The Congressional Budget Office (CBO) estimates that enacting this legislation would have no significant effect on the federal budget because we expect that the conveyance of this property will occur under current law. Based on information from NARA, it is expected that the property would be sold over the next ten years because the agency has recently announced plans to close its operating facilities in Alaska. Because this legislation would accelerate the process of selling the property, the collection of sale proceeds (which are offsetting receipts, an offset to direct spending) also would be accelerated. Therefore, pay-as-you-go procedures apply. However, the CBO estimated the effect on offsetting receipts over the 2014-2024 period would be negligible. Enacting the bill would not affect revenues.

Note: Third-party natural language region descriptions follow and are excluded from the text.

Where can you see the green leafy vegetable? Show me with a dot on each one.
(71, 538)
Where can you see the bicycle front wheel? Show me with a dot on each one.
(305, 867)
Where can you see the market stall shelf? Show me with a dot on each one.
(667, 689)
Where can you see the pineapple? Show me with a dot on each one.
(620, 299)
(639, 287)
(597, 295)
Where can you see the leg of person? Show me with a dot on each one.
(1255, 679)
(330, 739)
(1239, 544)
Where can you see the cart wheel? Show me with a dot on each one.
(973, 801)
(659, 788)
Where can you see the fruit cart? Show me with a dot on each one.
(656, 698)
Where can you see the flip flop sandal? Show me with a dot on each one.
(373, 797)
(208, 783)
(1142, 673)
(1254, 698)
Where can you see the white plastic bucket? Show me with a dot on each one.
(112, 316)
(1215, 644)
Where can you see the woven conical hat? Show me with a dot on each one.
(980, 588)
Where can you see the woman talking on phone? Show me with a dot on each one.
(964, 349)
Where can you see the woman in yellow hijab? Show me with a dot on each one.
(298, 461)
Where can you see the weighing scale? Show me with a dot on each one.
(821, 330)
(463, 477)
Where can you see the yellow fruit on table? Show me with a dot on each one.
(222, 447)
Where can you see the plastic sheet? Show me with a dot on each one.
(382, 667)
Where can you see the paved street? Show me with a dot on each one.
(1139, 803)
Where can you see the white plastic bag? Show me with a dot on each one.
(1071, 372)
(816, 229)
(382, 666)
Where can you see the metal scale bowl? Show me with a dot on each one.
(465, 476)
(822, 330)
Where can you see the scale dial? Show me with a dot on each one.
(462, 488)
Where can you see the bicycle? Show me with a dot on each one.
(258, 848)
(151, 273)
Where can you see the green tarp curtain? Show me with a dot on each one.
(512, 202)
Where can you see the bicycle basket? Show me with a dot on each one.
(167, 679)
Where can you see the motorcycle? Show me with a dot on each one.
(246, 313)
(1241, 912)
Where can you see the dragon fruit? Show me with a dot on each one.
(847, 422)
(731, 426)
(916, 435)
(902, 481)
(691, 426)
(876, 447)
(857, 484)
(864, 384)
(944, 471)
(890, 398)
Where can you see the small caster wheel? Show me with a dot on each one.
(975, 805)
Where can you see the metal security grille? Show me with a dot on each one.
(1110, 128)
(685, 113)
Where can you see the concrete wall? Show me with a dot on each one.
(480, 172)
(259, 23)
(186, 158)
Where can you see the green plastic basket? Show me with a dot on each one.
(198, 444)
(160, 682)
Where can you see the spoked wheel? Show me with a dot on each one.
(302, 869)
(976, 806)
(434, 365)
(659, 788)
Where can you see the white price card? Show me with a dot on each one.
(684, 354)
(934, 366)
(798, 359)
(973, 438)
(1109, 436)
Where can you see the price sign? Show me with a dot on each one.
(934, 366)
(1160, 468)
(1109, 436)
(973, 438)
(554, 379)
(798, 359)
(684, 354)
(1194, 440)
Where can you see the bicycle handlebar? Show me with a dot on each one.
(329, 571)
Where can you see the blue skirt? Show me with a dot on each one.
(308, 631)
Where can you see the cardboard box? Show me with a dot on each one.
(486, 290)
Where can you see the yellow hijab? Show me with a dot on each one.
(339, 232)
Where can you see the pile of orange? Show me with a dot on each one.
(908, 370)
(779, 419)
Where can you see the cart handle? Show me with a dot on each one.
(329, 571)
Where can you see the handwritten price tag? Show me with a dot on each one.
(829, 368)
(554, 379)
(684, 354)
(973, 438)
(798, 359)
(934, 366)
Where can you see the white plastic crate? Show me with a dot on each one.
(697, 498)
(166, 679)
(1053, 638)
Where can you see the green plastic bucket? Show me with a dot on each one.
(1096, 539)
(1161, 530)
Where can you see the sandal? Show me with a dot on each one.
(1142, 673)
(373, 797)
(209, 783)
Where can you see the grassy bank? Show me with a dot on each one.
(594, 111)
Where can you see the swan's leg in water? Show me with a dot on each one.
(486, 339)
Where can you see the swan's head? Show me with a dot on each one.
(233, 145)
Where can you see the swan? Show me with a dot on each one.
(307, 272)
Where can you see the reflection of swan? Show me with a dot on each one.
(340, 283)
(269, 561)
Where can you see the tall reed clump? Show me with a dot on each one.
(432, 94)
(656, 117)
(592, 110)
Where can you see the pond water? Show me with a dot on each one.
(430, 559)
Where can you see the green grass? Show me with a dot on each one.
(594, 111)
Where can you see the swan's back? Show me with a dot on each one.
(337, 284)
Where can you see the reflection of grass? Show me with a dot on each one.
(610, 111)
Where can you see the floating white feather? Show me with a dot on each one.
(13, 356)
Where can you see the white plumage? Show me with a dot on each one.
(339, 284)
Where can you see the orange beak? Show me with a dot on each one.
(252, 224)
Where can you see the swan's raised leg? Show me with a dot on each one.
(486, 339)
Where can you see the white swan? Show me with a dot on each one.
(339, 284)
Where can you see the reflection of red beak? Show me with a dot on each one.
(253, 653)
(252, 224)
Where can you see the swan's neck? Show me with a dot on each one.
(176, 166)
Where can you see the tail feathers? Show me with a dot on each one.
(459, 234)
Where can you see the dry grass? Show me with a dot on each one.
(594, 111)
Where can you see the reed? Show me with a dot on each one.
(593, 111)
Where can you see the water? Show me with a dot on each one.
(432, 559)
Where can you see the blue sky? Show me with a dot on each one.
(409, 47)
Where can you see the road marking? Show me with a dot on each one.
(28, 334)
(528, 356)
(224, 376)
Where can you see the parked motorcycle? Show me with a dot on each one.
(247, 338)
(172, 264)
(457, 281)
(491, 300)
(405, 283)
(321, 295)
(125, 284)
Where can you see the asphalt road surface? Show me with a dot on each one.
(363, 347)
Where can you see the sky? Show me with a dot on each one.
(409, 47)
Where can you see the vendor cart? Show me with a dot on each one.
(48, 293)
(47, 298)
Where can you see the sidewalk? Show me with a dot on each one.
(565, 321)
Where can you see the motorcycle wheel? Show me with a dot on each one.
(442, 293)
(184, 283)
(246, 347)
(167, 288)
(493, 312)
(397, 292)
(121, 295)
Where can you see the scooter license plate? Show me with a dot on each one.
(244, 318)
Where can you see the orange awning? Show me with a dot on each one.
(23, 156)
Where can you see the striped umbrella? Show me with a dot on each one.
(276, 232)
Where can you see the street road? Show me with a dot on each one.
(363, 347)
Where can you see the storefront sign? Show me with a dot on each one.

H.R. 3786 contains no intergovernmental or private-sector mandates as defined in the Unfunded Mandates Reform Act and would impose no costs on state, local, or tribal governments.

==Procedural history==
H.R. 3786 was introduced into the United States House of Representatives on December 16, 2014 by Rep. Don Young (R, AK-0). The bill was referred to the United States House Committee on Transportation and Infrastructure and the United States House Transportation Subcommittee on Economic Development, Public Buildings and Emergency Management. It was reported (amended) by the Committee on Transportation on April 9, 2014 alongside House Report 113-407. The House was scheduled to vote on the bill under a suspension of the rules on June 17, 2014.

==Debate and discussion==
One opponent of the bill focused primarily on his opposition to the NARA closing its only facility in Alaska, arguing that "it is disrespectful of Alaska to attempt to balance the NARA budget by closing the Alaska National Archives facility and selling off the permanent site."